Ratusan galeri serta biro jasa karya seni internasional
bermunculan dalam ajang ini, memperjualkan karya yang
menarik bagi para kolektor, menghasilkan uang bagi seniman
mau pun ladang tersebut.
Melihat kondisi ini, penulis tetap tidak meninggalkan
kecenderungan pola yang terus ada. Kolektor, sebagai
penyumbang terbesar bagi keterusan hidup sang seniman, walau
pun sudah membuka diri pada wacana estetika, pada penilaian
praktisi seni dan mau mencoba mengerti kondisi yang ada di luar
pasar, tetaplah mereka hanya memberikan investasi berdasarkan
logika yang akan ada dalam pasar mana pun. Logika ini dibentuk
dari kesadaran bahwa sebaik apa pun karya tersebut, kolektor
akan tetap mengikuti kecenderungan terbesar yang ada dalam
pasar, memilih karya yang nilai jualnya akan tetap baik dalam
investasi sekian tahun kedepan, dan tidak lain tidak bukan karya
tersebut pastilah mewujudkan diri dalam kanvas atau rupa
painting.
Berbeda dari keberadaan karya di bienial-bienial Internasional
yang melepaskan batasan atau resistensi kesenian pada seniman,
yang memberikan wadah perkembangan internasional bagi
seniman-seniman instalasi, new media art, sound art, lighting art,
dan bentuk media lain yang dalam pasar dianggap 'kurang lazim'.

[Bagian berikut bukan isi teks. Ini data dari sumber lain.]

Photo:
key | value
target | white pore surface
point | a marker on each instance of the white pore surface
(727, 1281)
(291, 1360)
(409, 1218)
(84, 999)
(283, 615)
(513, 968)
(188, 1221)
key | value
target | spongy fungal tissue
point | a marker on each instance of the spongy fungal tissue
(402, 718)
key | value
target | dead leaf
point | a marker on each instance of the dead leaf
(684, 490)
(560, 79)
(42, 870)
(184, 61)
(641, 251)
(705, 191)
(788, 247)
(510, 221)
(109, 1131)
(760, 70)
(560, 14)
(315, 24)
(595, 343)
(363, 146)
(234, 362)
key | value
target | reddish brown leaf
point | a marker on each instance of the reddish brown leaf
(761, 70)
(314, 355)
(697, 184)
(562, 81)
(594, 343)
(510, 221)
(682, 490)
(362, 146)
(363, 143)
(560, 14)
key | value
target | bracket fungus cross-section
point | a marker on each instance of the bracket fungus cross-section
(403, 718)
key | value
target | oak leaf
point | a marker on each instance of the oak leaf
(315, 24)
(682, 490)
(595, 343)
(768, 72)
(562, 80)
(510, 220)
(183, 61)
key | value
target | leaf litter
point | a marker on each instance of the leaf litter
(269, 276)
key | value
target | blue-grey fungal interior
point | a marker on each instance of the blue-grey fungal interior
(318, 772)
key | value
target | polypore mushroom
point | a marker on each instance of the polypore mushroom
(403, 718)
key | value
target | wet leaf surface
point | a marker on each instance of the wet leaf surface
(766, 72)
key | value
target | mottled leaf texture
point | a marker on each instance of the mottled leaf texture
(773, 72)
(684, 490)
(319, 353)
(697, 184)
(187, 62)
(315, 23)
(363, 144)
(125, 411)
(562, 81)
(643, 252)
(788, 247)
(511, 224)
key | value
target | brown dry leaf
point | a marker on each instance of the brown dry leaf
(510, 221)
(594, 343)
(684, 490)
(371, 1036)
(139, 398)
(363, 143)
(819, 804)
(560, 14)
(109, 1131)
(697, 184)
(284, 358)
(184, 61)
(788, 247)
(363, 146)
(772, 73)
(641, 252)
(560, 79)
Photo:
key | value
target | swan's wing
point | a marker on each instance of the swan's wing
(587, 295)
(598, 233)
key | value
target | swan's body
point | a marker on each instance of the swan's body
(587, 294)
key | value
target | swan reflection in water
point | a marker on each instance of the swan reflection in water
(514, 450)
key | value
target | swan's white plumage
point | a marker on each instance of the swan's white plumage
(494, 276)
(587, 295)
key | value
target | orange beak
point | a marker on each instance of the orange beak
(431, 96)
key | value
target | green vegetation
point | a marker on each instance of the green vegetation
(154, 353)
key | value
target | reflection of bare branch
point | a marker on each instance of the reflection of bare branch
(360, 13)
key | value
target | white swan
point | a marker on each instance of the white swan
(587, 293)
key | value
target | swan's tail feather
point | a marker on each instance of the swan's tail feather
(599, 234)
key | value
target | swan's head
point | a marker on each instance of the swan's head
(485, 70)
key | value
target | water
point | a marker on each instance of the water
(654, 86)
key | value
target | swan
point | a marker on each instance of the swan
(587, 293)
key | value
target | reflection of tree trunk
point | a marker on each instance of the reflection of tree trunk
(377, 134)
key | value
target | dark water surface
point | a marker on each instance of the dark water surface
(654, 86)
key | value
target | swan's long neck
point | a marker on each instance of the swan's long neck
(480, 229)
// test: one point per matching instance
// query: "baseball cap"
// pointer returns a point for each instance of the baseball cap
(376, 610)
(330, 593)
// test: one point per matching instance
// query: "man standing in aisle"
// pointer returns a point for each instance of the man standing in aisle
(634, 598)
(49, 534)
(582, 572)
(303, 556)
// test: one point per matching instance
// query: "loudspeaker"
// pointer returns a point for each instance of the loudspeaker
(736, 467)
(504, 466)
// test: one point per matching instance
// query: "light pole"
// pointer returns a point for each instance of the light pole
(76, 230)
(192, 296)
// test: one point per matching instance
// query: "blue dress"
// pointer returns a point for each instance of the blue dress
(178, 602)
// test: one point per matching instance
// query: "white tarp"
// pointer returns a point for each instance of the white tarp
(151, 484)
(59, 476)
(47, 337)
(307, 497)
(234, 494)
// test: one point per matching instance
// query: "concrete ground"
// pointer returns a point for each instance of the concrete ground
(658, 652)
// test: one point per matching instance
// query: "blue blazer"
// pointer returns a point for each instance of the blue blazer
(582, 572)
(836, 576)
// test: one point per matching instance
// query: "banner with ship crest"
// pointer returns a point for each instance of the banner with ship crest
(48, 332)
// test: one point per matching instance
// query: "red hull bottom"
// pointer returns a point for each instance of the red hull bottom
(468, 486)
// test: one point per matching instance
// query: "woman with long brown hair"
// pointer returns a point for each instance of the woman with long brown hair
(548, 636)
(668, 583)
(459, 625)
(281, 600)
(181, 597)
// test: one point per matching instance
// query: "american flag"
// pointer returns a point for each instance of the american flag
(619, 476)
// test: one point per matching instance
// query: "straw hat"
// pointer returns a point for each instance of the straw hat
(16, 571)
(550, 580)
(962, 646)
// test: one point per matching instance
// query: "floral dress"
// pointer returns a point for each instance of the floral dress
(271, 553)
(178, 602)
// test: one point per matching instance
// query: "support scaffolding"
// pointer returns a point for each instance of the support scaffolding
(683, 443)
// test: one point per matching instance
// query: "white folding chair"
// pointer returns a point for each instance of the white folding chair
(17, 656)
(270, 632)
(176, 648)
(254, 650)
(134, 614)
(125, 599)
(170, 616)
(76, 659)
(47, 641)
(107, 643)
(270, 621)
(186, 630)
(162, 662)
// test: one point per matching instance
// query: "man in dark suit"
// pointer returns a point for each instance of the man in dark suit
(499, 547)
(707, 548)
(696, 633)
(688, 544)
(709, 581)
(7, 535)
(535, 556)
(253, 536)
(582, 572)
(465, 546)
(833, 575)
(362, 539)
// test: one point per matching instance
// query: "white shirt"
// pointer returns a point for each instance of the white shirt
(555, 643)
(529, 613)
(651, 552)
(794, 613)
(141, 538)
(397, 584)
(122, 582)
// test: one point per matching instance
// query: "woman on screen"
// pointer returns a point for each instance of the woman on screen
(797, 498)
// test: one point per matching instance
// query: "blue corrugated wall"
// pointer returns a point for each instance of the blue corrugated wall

Hal ini mungkin baru dapat dilihat dalam koleksi-koleksi
museum dan galeri, namun bukan koleksi pribadi.
Demikian penulis paparkan kondisi secara permukaan dari pasar
medan seni rupa Indonesia, mungkin kedepannya perkembangan
koleksi secara media dan terbukanya pintu bagi kolektor-kolektor
"nyeleneh" yang menerima keberadaan seni serupa instalasi bisa
bermunculan, namun keberadaan tersebut masih menjadi sebuah
angan, terutama bagi seniman-seniman media baru yang hidup
masih dari pembiayaan residensi dari satu negara ke negara lain
dan bukan dari pembiayaan hasil jual karya mereka.
ㅡ
Sumber
Geczy, Adam. 2010. Art: Histories, Theories, and Exceptions.
Australia: Berg Publishers.
Wicaksono, Adi. 2002. Identitas dan Budaya Massa: Paradigma
dan Pasar.
Yogyakarta: Yayasan Seni Cemeti.
Yuliman, Sanento. 1976. Seni Lukis Indonesia Baru sebuah
pengantar. Jakarta: Dewan Kesenian Jakarta.